8.     Don’t clean your plate. Enjoy smaller portions, share indulgent foods with your family, take small bites to taste new things, and do not feel obliged to clean your plate whether you enjoy the food or not. Apply the same principle to higher sugar drinks. Satisfy your curiosity with a sip or two, but do not feel guilty about not finishing it.

9.     Maximize your stress reduction. Vacations are a great opportunity to improve your self-connection by journaling, meditation and self-care activities. Build your human connections. Reconnect with nature. Get lost in a book (or three!) Relax your body with stretching, yoga, exercise, and massage. Laugh. Listen to music you love. Enjoy the scenery.

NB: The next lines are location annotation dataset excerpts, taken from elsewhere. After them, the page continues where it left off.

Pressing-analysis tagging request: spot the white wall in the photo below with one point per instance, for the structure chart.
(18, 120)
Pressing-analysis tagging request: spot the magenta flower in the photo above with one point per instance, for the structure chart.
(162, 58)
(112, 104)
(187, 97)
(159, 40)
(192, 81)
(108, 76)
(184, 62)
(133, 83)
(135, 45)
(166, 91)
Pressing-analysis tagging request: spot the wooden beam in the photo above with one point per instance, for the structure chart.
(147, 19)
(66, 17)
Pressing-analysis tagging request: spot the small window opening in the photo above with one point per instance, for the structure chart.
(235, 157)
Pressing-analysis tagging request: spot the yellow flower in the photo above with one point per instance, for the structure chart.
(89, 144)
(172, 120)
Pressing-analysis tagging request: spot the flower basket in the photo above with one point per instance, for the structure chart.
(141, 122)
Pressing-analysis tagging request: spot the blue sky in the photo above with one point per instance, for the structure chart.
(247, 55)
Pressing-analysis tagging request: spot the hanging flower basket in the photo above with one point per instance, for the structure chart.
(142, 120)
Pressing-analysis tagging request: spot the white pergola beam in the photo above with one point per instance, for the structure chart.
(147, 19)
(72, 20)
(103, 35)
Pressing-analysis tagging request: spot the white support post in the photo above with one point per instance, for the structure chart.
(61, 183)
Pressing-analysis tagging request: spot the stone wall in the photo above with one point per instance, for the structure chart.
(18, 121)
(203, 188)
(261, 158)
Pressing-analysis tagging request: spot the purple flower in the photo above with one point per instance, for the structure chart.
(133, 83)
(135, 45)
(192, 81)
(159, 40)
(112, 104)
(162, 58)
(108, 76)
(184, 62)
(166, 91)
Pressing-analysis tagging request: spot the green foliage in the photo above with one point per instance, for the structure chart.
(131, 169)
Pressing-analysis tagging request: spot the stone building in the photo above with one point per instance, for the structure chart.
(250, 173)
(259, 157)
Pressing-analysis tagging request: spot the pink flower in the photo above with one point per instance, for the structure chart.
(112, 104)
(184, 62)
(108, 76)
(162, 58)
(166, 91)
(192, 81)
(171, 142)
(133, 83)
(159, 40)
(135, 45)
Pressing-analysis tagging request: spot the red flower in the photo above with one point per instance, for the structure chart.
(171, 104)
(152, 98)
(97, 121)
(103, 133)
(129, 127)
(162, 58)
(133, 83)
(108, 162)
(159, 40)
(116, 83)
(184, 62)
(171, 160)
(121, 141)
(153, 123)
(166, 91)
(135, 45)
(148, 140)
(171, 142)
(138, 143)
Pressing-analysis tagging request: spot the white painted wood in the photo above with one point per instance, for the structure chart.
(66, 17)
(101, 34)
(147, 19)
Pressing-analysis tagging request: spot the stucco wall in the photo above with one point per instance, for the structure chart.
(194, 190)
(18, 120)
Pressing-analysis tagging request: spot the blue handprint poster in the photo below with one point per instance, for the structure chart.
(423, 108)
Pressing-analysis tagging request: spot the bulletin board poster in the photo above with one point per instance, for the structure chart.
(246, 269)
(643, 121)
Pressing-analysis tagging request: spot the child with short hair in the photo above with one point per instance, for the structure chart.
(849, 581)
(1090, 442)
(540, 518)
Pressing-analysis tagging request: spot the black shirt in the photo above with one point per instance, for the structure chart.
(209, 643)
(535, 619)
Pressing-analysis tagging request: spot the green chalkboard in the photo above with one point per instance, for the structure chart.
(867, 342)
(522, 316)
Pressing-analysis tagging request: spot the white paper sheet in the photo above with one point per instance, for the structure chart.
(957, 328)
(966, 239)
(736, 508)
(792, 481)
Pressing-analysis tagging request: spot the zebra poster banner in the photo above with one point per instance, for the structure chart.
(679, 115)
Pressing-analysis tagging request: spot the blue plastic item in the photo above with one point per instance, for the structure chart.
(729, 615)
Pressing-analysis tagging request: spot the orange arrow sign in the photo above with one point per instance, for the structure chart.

10.     Get back on track with your healthy way of eating as soon as you get home (even better, start at the airport). Vacation-eating which entails refined carbohydrates will increase secretion of insulin and other hormones which stimulate hunger. This increased hunger may linger for days or weeks after you get home. Self-awareness of these hunger cues and a mindful plan to decrease your hunger hormones quickly by getting back to your usual way of eating can prevent a serious backslide in reaching your health goals.

Vacations are meant for relaxation, indulgence and celebration. In our current food environment, many of us eat like we are on vacation every day! Instead, mindfully save those indulgences for your next vacation: better start planning now!